Vincenzo Tommasini (17. September 1878, Rom – 23. Dezember 1950, Rom) war eine Schlüsselfigur in der italienischen Musik des frühen 20. Jahrhunderts, die sich von der alleinigen Dominanz der Oper löste und neuen, europäischen Strömungen öffnete. Er wird oft der sogenannten „generazione dell'ottanta“ (Generation der 1880er) zugerechnet, einer Gruppe von Komponisten, die sich um eine Erneuerung der nationalen Musiksprache bemühten, indem sie Elemente der Spätromantik, des Impressionismus und später des Neoklassizismus integrierten.
Leben
Tommasini begann seine musikalische Ausbildung in seiner Heimatstadt Rom, wo er am Conservatorio di Santa Cecilia bei Stanislao Falchi Komposition studierte. Seine frühen Werke zeigten eine starke Affinität zur romantischen Tradition, doch war er stets offen für die musikalischen Entwicklungen jenseits der Alpen. Ausgedehnte Reisen, insbesondere nach Paris, ermöglichten ihm den direkten Kontakt mit den avantgardistischen Strömungen seiner Zeit, was seinen Stil nachhaltig prägte. Er war ein Intellektueller, der nicht nur komponierte, sondern sich auch intensiv mit Musiktheorie und -geschichte auseinandersetzte, was in seinen Adaptionen älterer Werke sichtbar wurde.Werk
Tommasinis Œuvre ist vielseitig und umfasst Opern, Ballette, Orchesterwerke, Kammermusik und Klavierstücke. Seine frühesten Opern, wie *Amilcare* (1905, unaufgeführt) und *Il grillo del focolare* (1908, nach Dickens), zeigten sein Talent für dramatische Erzählungen. Auch *Medioevo senza data* (1909, später als *Uguale fortuna* überarbeitet) zeugt von seinem Bestreben, neue Formen des Musiktheaters zu erkunden.Sein unbestrittenes Meisterwerk und der Grundstein seiner internationalen Bekanntheit ist jedoch das Ballett *Le donne di buon umore* (Die gutgelaunten Damen) aus dem Jahr 1917. Im Auftrag von Sergei Diaghilew für seine Ballets Russes und mit einer Choreographie von Léonide Massine, basierte dieses Werk auf einer genialen Bearbeitung und Orchestrierung von Cembalosonaten Domenico Scarlattis. Tommasini gelang es hier, Scarlattis barocke Eleganz mit einer frischen, modernen Klangpalette zu verbinden, die prägnant und rhythmisch fesselnd wirkte.

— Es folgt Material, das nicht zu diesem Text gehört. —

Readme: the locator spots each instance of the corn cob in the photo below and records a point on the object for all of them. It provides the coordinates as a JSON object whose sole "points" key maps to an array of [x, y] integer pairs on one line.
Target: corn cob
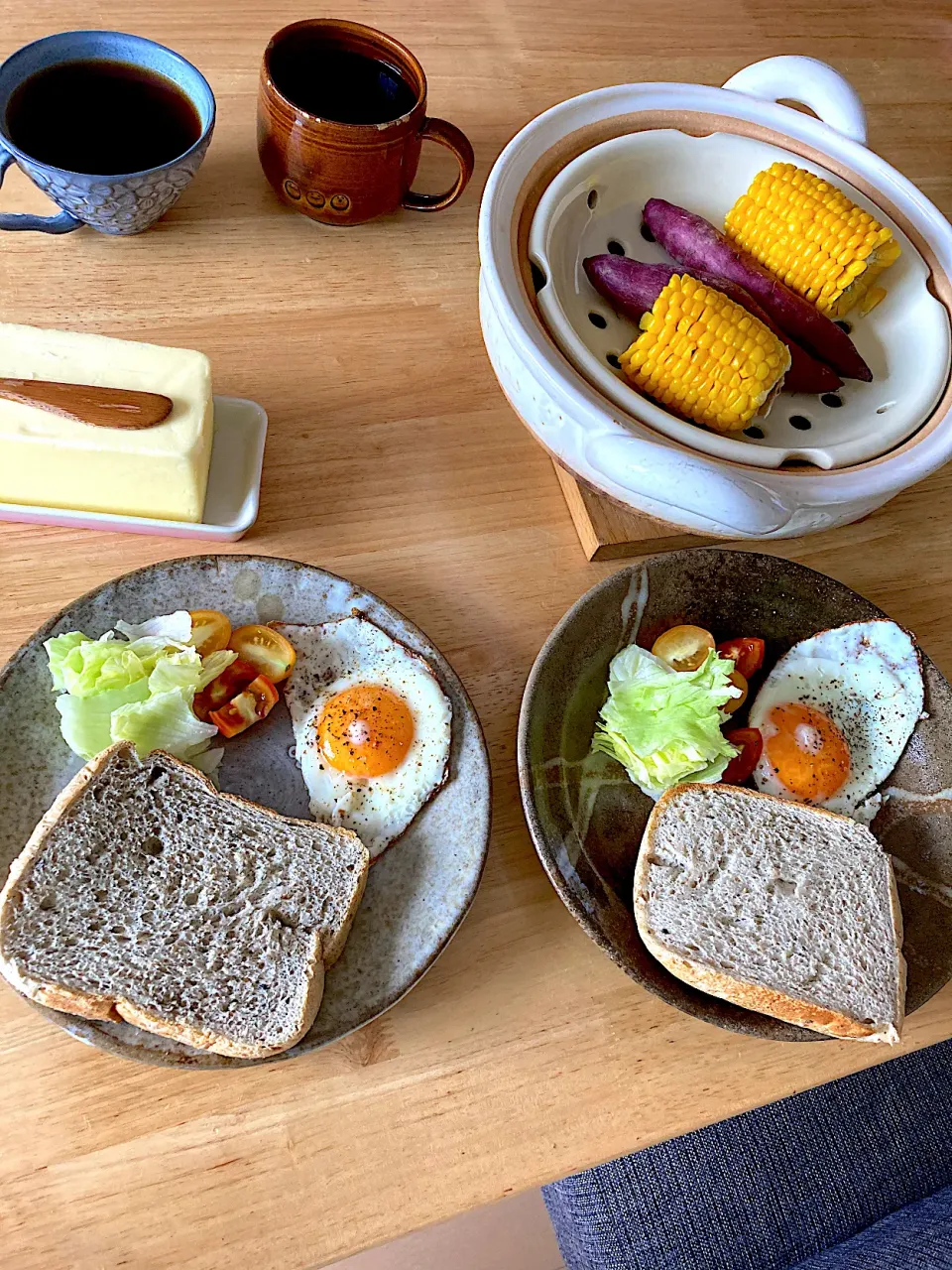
{"points": [[705, 357], [811, 236]]}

Neben dem Ballett komponierte er bedeutende Orchesterwerke, darunter das *Poema erotico* (1907) und *La beata ridda* (1912), die seine Fähigkeit zur sensiblen Klangmalerei unter Beweis stellten. Ein weiteres bemerkenswertes Projekt war die Neuinstrumentierung von Niccolò Paganinis Violinkonzerten, wodurch er diese Werke für ein breiteres Publikum des 20. Jahrhunderts zugänglich machte, ohne ihren ursprünglichen Geist zu verleugnen.